Okay, so why doesn't the Church budge on this issue? There are other areas where Catholics disagree with Church teaching (it's a mortal sin not to attend Mass), or even dogma (think of Mary), but very little has been made of such issues. On the other hand, contraception (and homosexuality, and divorce) remains a hot button issue, even if everyone's made up their mind. While there are certainly those who believe wholeheartedly in the Natural Law argument on which Church teaching rests (I think I went to school with most of them), allow me to suggest that the real issue has more to do with questions of Church authority than with a "Culture of Death."
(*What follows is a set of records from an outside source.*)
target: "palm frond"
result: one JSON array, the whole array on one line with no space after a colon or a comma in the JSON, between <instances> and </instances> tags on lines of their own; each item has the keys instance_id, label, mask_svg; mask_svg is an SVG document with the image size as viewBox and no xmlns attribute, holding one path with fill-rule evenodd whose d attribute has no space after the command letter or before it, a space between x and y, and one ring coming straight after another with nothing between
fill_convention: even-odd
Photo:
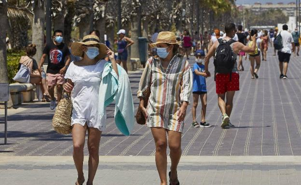
<instances>
[{"instance_id":1,"label":"palm frond","mask_svg":"<svg viewBox=\"0 0 301 185\"><path fill-rule=\"evenodd\" d=\"M7 15L9 19L28 19L31 20L33 18L33 14L28 9L11 6L8 8Z\"/></svg>"}]
</instances>

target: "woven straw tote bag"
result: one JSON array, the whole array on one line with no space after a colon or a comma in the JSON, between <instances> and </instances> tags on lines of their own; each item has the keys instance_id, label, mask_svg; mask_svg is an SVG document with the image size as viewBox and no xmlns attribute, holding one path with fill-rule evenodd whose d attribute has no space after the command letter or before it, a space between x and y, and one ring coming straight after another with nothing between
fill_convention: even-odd
<instances>
[{"instance_id":1,"label":"woven straw tote bag","mask_svg":"<svg viewBox=\"0 0 301 185\"><path fill-rule=\"evenodd\" d=\"M54 130L61 134L68 134L71 133L71 115L72 102L67 94L67 97L63 97L57 106L55 112L52 118L52 127Z\"/></svg>"}]
</instances>

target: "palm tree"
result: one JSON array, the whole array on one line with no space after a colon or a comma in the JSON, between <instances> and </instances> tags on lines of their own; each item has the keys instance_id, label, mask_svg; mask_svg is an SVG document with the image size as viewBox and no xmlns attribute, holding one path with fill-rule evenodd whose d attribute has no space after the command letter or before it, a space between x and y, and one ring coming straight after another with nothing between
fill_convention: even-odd
<instances>
[{"instance_id":1,"label":"palm tree","mask_svg":"<svg viewBox=\"0 0 301 185\"><path fill-rule=\"evenodd\" d=\"M8 3L8 37L12 47L20 49L28 44L27 31L33 14L25 7L25 1L9 0Z\"/></svg>"},{"instance_id":2,"label":"palm tree","mask_svg":"<svg viewBox=\"0 0 301 185\"><path fill-rule=\"evenodd\" d=\"M65 17L66 15L66 0L52 0L51 1L52 16L53 20L53 29L64 31Z\"/></svg>"},{"instance_id":3,"label":"palm tree","mask_svg":"<svg viewBox=\"0 0 301 185\"><path fill-rule=\"evenodd\" d=\"M7 2L0 0L0 83L8 83L6 57L6 33L8 28Z\"/></svg>"}]
</instances>

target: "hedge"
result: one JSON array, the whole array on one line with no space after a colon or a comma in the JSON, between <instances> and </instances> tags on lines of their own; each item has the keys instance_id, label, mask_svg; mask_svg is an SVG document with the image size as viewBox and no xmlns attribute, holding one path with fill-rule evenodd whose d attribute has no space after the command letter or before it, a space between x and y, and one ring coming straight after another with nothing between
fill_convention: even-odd
<instances>
[{"instance_id":1,"label":"hedge","mask_svg":"<svg viewBox=\"0 0 301 185\"><path fill-rule=\"evenodd\" d=\"M9 83L14 83L13 78L18 72L19 62L21 56L25 55L24 50L8 50L7 51L7 72Z\"/></svg>"}]
</instances>

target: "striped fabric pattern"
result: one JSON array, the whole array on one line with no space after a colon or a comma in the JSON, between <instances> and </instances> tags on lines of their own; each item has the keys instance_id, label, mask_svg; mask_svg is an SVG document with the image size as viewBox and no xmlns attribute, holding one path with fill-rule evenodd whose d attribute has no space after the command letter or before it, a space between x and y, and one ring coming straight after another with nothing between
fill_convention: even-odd
<instances>
[{"instance_id":1,"label":"striped fabric pattern","mask_svg":"<svg viewBox=\"0 0 301 185\"><path fill-rule=\"evenodd\" d=\"M160 58L150 58L147 62L139 84L138 97L150 83L151 92L147 107L147 126L161 127L182 132L183 121L178 121L181 103L189 103L192 86L192 72L183 56L175 55L166 70Z\"/></svg>"}]
</instances>

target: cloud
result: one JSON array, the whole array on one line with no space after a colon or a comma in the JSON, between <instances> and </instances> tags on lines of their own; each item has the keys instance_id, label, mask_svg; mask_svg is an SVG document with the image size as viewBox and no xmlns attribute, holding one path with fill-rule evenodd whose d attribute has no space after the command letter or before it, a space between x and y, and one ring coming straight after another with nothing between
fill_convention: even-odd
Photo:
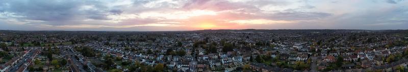
<instances>
[{"instance_id":1,"label":"cloud","mask_svg":"<svg viewBox=\"0 0 408 72\"><path fill-rule=\"evenodd\" d=\"M380 1L4 0L0 21L33 30L406 29L408 2Z\"/></svg>"}]
</instances>

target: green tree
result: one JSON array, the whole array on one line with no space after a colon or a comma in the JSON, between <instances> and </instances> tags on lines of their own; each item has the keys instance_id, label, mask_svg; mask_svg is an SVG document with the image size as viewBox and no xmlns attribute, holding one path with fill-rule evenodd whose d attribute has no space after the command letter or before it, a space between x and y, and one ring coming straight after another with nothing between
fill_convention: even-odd
<instances>
[{"instance_id":1,"label":"green tree","mask_svg":"<svg viewBox=\"0 0 408 72\"><path fill-rule=\"evenodd\" d=\"M343 57L341 56L339 56L337 58L337 60L336 60L336 64L337 65L337 67L341 67L343 65Z\"/></svg>"},{"instance_id":2,"label":"green tree","mask_svg":"<svg viewBox=\"0 0 408 72\"><path fill-rule=\"evenodd\" d=\"M7 48L7 44L6 44L6 43L2 43L1 44L0 44L0 48L1 48L2 49L7 52L8 52L9 51L9 48Z\"/></svg>"},{"instance_id":3,"label":"green tree","mask_svg":"<svg viewBox=\"0 0 408 72\"><path fill-rule=\"evenodd\" d=\"M112 69L108 71L108 72L121 72L122 71L117 69Z\"/></svg>"},{"instance_id":4,"label":"green tree","mask_svg":"<svg viewBox=\"0 0 408 72\"><path fill-rule=\"evenodd\" d=\"M249 65L249 64L245 64L244 65L244 66L242 66L242 68L243 68L244 69L249 69L250 67L250 66Z\"/></svg>"},{"instance_id":5,"label":"green tree","mask_svg":"<svg viewBox=\"0 0 408 72\"><path fill-rule=\"evenodd\" d=\"M63 65L63 66L64 66L64 65L66 65L66 64L67 64L67 60L66 60L66 59L62 59L62 60L61 60L61 62L61 62L61 65Z\"/></svg>"},{"instance_id":6,"label":"green tree","mask_svg":"<svg viewBox=\"0 0 408 72\"><path fill-rule=\"evenodd\" d=\"M183 46L183 43L181 42L177 42L177 47L182 47Z\"/></svg>"},{"instance_id":7,"label":"green tree","mask_svg":"<svg viewBox=\"0 0 408 72\"><path fill-rule=\"evenodd\" d=\"M40 64L40 63L41 63L41 61L38 59L35 59L35 60L34 60L34 63L35 63L35 64Z\"/></svg>"},{"instance_id":8,"label":"green tree","mask_svg":"<svg viewBox=\"0 0 408 72\"><path fill-rule=\"evenodd\" d=\"M53 60L53 61L51 61L51 64L53 65L57 65L58 64L58 61L57 60Z\"/></svg>"},{"instance_id":9,"label":"green tree","mask_svg":"<svg viewBox=\"0 0 408 72\"><path fill-rule=\"evenodd\" d=\"M29 66L29 71L34 71L34 67L33 67L33 66Z\"/></svg>"},{"instance_id":10,"label":"green tree","mask_svg":"<svg viewBox=\"0 0 408 72\"><path fill-rule=\"evenodd\" d=\"M265 60L263 58L262 58L262 57L261 57L261 55L257 56L257 57L255 58L255 60L256 60L257 62L261 63L264 62L265 61Z\"/></svg>"},{"instance_id":11,"label":"green tree","mask_svg":"<svg viewBox=\"0 0 408 72\"><path fill-rule=\"evenodd\" d=\"M395 59L395 57L394 56L394 55L391 55L387 58L386 61L387 61L387 62L390 63L394 61L394 59Z\"/></svg>"},{"instance_id":12,"label":"green tree","mask_svg":"<svg viewBox=\"0 0 408 72\"><path fill-rule=\"evenodd\" d=\"M181 50L178 51L177 51L177 55L180 56L183 56L186 55L186 52L183 50Z\"/></svg>"},{"instance_id":13,"label":"green tree","mask_svg":"<svg viewBox=\"0 0 408 72\"><path fill-rule=\"evenodd\" d=\"M397 69L396 69L397 70L399 71L401 71L401 72L405 71L405 69L404 69L404 67L403 67L402 66L401 66L401 65L398 66L398 67L397 67Z\"/></svg>"},{"instance_id":14,"label":"green tree","mask_svg":"<svg viewBox=\"0 0 408 72\"><path fill-rule=\"evenodd\" d=\"M155 66L155 69L156 70L156 72L163 72L164 70L164 66L162 63L159 63Z\"/></svg>"},{"instance_id":15,"label":"green tree","mask_svg":"<svg viewBox=\"0 0 408 72\"><path fill-rule=\"evenodd\" d=\"M230 43L225 43L223 46L222 52L227 52L228 51L233 51L234 49L234 45Z\"/></svg>"}]
</instances>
Consider Humanae Vitae, the 1968 document that lies at the heart of the argument. Humanae Vitae mentions that John XXIII had gathered a commission of clerical and lay advisors to discuss the ban on contraception. What it doesn't mention is that the committee came out against the ban, and Paul ignored their advice.

But Humanae Vitae was more than a reiteration of the ban. It was also a demand for obedience: "if men's peace of soul and the unity of the Christian people are to be preserved, then it is of the utmost importance that in moral as well as in dogmatic theology all should obey the magisterium of the Church and should speak as with one voice." In other words, "stop talking about it, and obey." Thereafter, when a member of the clergy or laity spoke in opposition to the ban, the full weight and fury of the CDF came down upon him or her. In fact, two-thirds of the aforementioned council criticized Humanae Vitae after its release, and a majority (forty-some out of sixty) either left the Church or were subsequently excommunicated.

Paul's successor, John Paul II, made contraception even more of an issue, and tied it inextricably to Papal authority. During his reign, Ratzinger's CDF came down hard on clergy and theologians who criticized Humanae Vitae; the most prominent example is Father Charles Curran, whose license was withdrawn by the CDF in 1986. Not long afterwards, the Vatican issued Ex Corde Ecclesiae, which requires all Catholic theologians to take an oath swearing their orthodoxy.

Curran claims that his criticism of Humanae Vitae is a dissent from a teaching (i.e., not infallible), not a dissent from dogma (i.e. infallible). Technically, he's right. Catholics have the right to question Church teaching (indeed, Vatican II encourages it) so long as it is not dogmatic: Humanae Vitae does not fulfill the requirements of infallible teaching.

Nevertheless, John Paul wanted to make it clear that he considered the ban to be infallible. In 1993, his encyclical Veritatis Splendor reiterated that contraception was wrong in all circumstances. Moreover, he claims that "Opposition to the teaching of the Church's Pastors cannot be seen as a legitimate expression either of Christian freedom or of the diversity of the Spirit's gifts," and that "Moral theologians are to set forth the Church's teaching and to give, in the exercise of their ministry, the example of a loyal assent, both internal and external, to the Magisterium's teaching in the areas of both dogma and morality." The case of Father Curran serves as an example for those who dare disagree.

In summary, Church teaching on sexuality has been linked to Papal authority to the extent that one cannot question one without doubting the other, and as a result, John Paul II painted himself and his successors into a corner.